Arab immigrants were also famous as traders of commodities, mostly fabrics, especially imported cotton, batik and clothing. They were also involved in trading furniture, precious stones, perfume, leather goods and foodstuffs. Itinerant Arab vendors were well known for allowing customers to pay in installments, with the profits often invested in houses, shops and land. Unlike the Chinese, who owned and cultivated their land, Arabs usually leased it to others or made a profit through resales.
"The Arabs wanted to make quick profits, they didn't care about land cultivation," said Heuken. A few of the Arabs were among the richest people in Batavia.
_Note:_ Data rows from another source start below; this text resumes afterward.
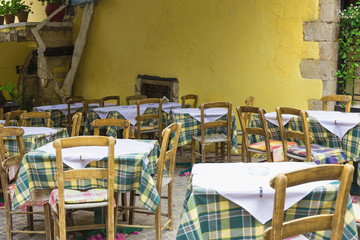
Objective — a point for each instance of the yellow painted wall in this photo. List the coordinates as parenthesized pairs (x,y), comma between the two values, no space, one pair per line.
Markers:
(220,50)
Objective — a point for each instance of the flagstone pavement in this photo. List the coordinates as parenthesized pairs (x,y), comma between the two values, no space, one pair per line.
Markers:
(180,186)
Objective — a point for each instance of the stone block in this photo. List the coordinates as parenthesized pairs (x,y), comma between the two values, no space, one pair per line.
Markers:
(318,69)
(320,31)
(328,50)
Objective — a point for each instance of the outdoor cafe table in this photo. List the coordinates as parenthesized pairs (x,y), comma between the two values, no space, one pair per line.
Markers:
(349,142)
(128,112)
(207,214)
(133,172)
(59,113)
(190,119)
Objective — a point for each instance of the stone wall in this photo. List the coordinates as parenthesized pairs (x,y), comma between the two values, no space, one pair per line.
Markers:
(324,31)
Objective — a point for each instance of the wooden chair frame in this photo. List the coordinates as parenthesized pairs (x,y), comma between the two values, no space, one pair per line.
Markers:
(218,123)
(60,227)
(111,122)
(134,98)
(25,117)
(109,98)
(333,222)
(189,97)
(165,156)
(13,115)
(286,134)
(6,163)
(338,98)
(143,117)
(243,112)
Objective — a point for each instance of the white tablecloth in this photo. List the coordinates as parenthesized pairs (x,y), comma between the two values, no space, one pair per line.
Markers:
(80,157)
(241,183)
(130,111)
(211,114)
(337,123)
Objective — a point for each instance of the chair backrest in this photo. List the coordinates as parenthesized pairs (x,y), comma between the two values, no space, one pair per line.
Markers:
(134,98)
(189,97)
(218,123)
(27,116)
(85,173)
(13,115)
(86,104)
(157,117)
(167,155)
(243,112)
(303,136)
(339,98)
(331,221)
(125,124)
(76,120)
(250,101)
(6,163)
(111,98)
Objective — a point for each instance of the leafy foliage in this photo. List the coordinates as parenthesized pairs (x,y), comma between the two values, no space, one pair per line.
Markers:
(349,47)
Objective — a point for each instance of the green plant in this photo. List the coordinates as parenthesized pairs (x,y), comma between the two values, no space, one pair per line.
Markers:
(349,47)
(51,1)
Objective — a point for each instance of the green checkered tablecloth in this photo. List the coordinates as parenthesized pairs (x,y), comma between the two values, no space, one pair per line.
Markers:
(191,127)
(112,131)
(350,143)
(38,169)
(32,141)
(208,215)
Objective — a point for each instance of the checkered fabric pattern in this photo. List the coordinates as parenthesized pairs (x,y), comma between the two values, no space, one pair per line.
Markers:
(350,143)
(38,169)
(191,127)
(112,131)
(321,155)
(75,196)
(208,215)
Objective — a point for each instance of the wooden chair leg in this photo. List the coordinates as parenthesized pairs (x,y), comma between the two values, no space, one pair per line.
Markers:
(132,204)
(30,220)
(170,209)
(47,216)
(192,152)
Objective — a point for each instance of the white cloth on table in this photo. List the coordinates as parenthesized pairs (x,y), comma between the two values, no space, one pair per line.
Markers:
(80,157)
(211,114)
(49,132)
(241,184)
(338,123)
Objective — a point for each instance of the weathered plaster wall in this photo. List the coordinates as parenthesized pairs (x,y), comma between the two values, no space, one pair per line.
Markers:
(220,50)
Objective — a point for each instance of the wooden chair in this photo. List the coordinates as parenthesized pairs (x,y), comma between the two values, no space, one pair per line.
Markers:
(13,115)
(218,138)
(142,128)
(189,97)
(243,112)
(330,221)
(27,116)
(62,201)
(76,124)
(161,182)
(306,152)
(70,115)
(6,164)
(134,98)
(111,98)
(338,98)
(125,124)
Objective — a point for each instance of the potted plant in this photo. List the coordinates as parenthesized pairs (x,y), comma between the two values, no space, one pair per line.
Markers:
(51,6)
(22,10)
(8,11)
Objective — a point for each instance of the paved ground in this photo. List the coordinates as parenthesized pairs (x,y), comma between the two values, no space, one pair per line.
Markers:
(180,185)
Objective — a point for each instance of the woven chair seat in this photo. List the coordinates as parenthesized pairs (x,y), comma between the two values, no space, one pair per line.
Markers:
(75,199)
(212,138)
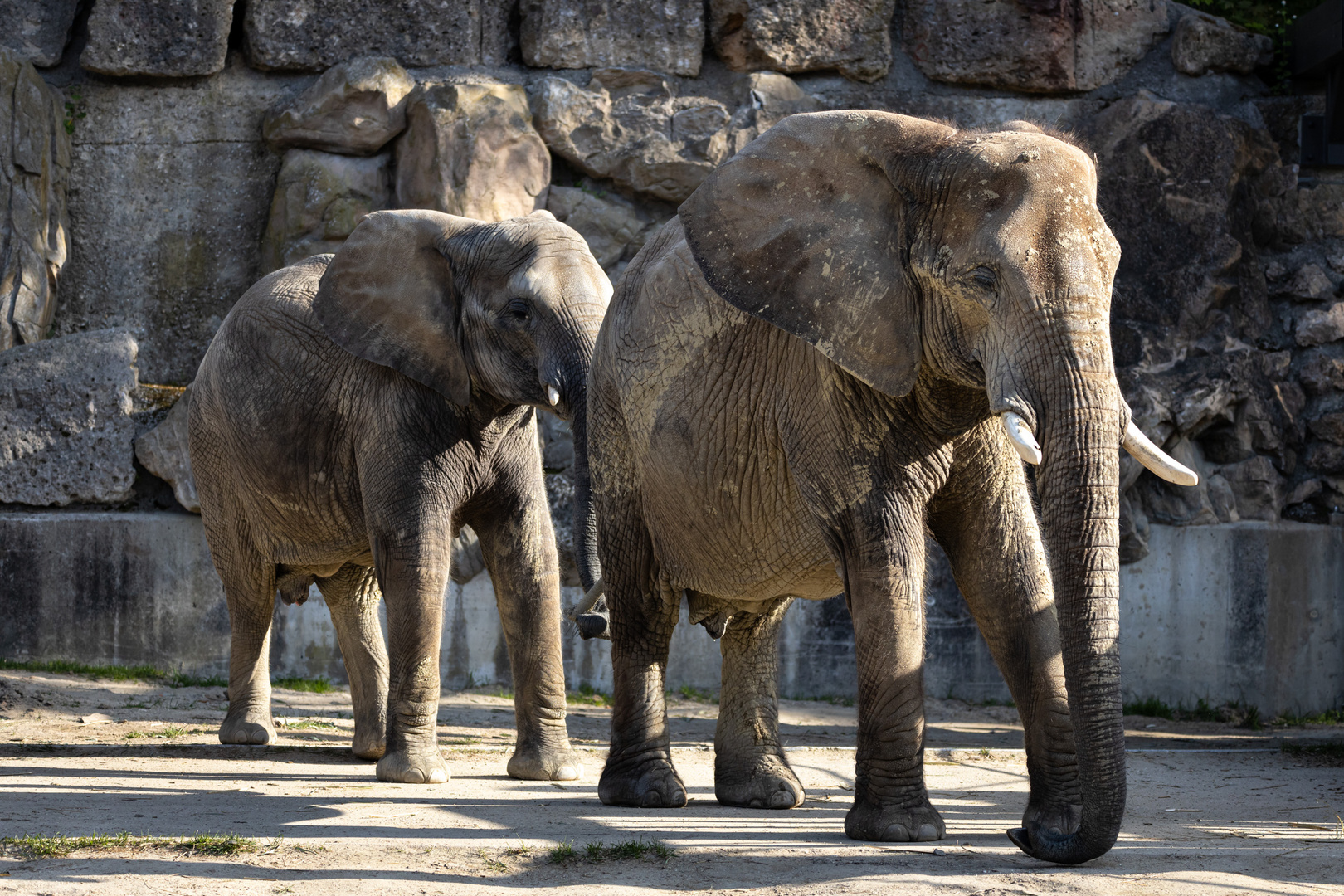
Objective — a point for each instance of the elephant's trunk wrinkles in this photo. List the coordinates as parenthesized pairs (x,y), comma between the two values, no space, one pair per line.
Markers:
(1079,507)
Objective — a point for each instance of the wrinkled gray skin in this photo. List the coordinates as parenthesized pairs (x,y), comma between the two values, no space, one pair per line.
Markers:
(797,379)
(353,412)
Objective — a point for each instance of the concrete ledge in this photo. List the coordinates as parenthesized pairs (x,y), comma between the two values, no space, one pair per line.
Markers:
(1248,611)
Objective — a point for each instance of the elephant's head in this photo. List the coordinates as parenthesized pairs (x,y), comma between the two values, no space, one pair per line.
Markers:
(507,309)
(893,243)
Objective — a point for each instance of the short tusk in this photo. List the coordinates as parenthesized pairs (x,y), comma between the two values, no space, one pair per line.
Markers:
(1157,460)
(1020,437)
(589,599)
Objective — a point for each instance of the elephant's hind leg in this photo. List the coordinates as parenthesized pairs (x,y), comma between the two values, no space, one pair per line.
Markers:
(749,763)
(353,598)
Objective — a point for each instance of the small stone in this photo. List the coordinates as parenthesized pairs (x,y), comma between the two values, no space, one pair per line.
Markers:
(37,30)
(1311,282)
(173,39)
(355,108)
(34,226)
(164,451)
(804,35)
(1329,427)
(320,197)
(66,421)
(312,37)
(1317,328)
(470,149)
(608,223)
(1035,47)
(665,35)
(1207,43)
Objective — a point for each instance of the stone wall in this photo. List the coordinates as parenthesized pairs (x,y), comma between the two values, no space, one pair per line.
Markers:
(149,173)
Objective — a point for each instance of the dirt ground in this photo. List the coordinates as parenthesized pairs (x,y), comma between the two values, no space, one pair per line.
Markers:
(1213,809)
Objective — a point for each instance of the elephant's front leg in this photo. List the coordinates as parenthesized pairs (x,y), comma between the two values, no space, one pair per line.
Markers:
(884,574)
(749,763)
(986,523)
(519,548)
(411,566)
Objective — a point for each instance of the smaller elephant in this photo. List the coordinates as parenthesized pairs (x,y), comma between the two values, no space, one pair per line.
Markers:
(351,416)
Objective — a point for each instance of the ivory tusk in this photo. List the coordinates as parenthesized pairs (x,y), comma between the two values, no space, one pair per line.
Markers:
(1020,437)
(1157,460)
(589,599)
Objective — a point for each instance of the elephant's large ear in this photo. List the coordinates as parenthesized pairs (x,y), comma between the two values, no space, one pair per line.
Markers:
(806,229)
(388,297)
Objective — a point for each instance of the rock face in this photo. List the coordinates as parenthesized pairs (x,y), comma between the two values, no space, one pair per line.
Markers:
(169,192)
(470,149)
(355,108)
(319,201)
(311,37)
(34,175)
(1207,43)
(163,451)
(66,419)
(804,35)
(1032,46)
(37,30)
(153,38)
(665,35)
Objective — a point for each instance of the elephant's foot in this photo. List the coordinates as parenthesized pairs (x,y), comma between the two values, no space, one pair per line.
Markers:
(368,743)
(652,783)
(537,763)
(894,824)
(413,768)
(247,726)
(762,782)
(1042,824)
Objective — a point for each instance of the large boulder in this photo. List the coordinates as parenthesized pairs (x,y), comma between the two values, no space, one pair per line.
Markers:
(311,37)
(470,149)
(1027,45)
(37,30)
(34,175)
(665,35)
(1207,43)
(169,191)
(355,108)
(66,419)
(144,38)
(164,451)
(629,125)
(804,35)
(319,201)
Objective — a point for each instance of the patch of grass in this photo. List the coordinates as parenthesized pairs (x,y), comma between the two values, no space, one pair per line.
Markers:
(308,685)
(1317,754)
(589,696)
(217,844)
(149,674)
(629,850)
(60,846)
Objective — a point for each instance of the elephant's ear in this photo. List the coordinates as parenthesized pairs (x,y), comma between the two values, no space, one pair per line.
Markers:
(806,229)
(388,297)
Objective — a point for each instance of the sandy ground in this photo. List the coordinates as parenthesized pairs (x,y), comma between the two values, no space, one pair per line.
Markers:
(1213,809)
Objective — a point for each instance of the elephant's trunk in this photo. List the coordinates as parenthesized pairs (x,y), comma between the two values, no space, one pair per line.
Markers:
(1079,485)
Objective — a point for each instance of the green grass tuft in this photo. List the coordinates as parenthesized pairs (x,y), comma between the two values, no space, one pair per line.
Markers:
(308,685)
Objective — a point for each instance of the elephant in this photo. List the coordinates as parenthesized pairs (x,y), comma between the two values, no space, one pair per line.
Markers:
(353,412)
(852,334)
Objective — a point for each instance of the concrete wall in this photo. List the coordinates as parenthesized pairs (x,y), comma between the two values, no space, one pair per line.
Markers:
(1248,611)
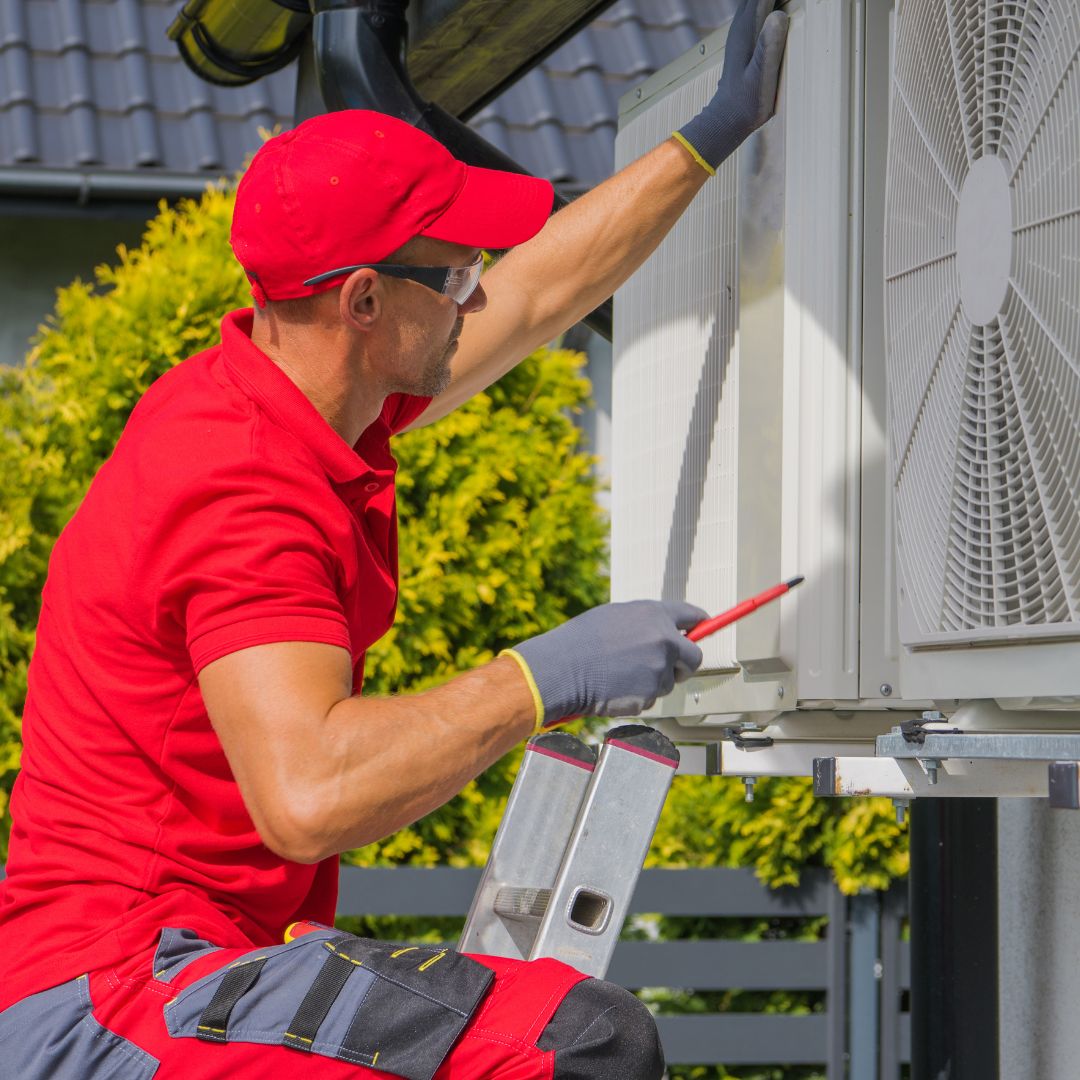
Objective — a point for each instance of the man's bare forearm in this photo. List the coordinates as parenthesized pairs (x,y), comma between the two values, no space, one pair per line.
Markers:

Moreover, starting from the 19th century the ethnic group was the second most important foreign Asian trading minority after the Chinese, according to de Jonge. I In 1885 the value of real estate owned by local Arabs in Batavia amounted to 2.5 million guilders, Several among them owned whole estates, like Sayid Ali bin Sjahab and Bassalama, landlords of Menteng and Kwitang Oost respectively, both in the present Central Jakarta area.
Abeyasekere wrote that among the reasons the Arabs did well economically was apparently from the fact that by the late 18th century several merchants in town belonged to the slave owning business elite. One of the richest Arabs at the end of the 19th century was Said Abdullah bin Alwi Alatas, a third-generation immigrant, who, besides large tracks of land, owned a foundry and machine works and imported horses. In about 1890 he bought the neoclassical country house that today is the Textile Museum near Tanah Abang and Jl. K.S. Tubun in Petamburan, still an Arab area of the city.
"The purchase of the mansion marked the move of wealthy Arabs from Pekojan to Tanah Abang," Abeyasekere said. Arabs also played a significant role in the religious field - as preachers or scholars - especially the sayid (descendants of the Prophet Muhammad). Abeyasekere said that because they came from the Arabian peninsula, the origin of Islam, they were highly respected as religious leaders by local Muslims in Batavia. A famous propagator of Islam was Sayid Abubakr bin Abdullah al-Aydrus, a grandson of Sayid Abdullah bin Hussein al-Aydrus who was buried in the old Luar Batang Mosque, North Jakarta.